Exercise of developer’s rights. We also learned a developer’s decisions can have a drastic impact on a lenders’ ability to recover collateral, and on holding costs during workout or foreclosure. This was especially clear in cases where a condominium developer suddenly expanded the condominium into future phases, even when units were not selling, thus creating many separate tax key numbers with separate real estate tax bills, separate condominium association assessments, and no means of reversing that decision except with unanimous or near-unanimous consent of all condo unit owners and their lenders.
Interstate Land Sale Act.

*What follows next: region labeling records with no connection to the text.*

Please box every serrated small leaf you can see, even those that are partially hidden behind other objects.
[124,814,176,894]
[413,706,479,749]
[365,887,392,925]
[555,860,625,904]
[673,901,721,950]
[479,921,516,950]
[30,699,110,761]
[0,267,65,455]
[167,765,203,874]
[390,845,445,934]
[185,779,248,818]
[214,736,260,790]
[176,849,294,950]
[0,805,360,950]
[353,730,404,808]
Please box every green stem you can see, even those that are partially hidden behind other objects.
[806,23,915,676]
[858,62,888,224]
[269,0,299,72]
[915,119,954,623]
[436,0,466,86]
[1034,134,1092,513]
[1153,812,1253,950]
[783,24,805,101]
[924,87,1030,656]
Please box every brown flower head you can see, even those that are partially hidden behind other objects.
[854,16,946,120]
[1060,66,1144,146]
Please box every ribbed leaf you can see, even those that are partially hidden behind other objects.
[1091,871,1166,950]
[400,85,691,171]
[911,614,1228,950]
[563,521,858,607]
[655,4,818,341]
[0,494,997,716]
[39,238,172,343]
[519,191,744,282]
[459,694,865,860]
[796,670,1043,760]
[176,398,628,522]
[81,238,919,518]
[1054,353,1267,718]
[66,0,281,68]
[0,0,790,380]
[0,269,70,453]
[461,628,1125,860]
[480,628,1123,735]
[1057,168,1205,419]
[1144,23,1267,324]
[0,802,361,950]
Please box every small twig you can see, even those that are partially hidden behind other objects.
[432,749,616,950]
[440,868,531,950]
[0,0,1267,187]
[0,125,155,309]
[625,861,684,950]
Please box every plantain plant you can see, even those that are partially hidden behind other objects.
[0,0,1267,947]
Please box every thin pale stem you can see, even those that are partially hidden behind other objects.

Condo unit buyers attempting to cancel contracts to purchase condos whose value had fallen, started using the long-dormant Interstate Land Sale Act as a weapon, with increased liability to developers.
Priority of municipality’s rights under development agreements. The Baylake Bank case in Wisconsin highlighted the ability to challenge the priority of charges and obligations contained in municipal development agreements.
Drastic impacts to condominium and homeowners’ associations’ budgets. Failure of even a small percentage of condo unit owners or homeowners to pay their assessments resulted in grave difficulties in that association’s ability to function.
Foreclosing on less than all needed assets of a project. Lenders foreclosing on projects discovered they lacked the ability to make needed changes in the project to facilitate its resale and needed to negotiate with their delinquent borrowers to secure Declarant rights reserved in condo declarations, permits issued only in the borrower’s name, and necessary easements.
3. Reaction to market risks. In response to these risks exposed in the recession, parties in the real estate market took action.
Title insurance changes. In reaction to the sudden increase in title claims, title companies not only increased their fees substantially, but also reversed their practice of deleting the “creditor’s rights” exception in their policies.
Secondary mortgage market changes. In response to liability claims, Fannie Mae, Freddie Mac, the Department of Veterans Affairs and others modified their requirements for purchase of loans from primary lenders, which changed requirements for condominium declarations and strongly encouraged phasing of projects.
Lending changes. Lenders are now under more scrutiny and stiffer governmental oversight on all real estate loans.
Those of us who are involved in the commercial real estate world hope we are starting on a new cycle of expansion. However the “hangover” of this recession will require us to change our documents and practices for success in this new period.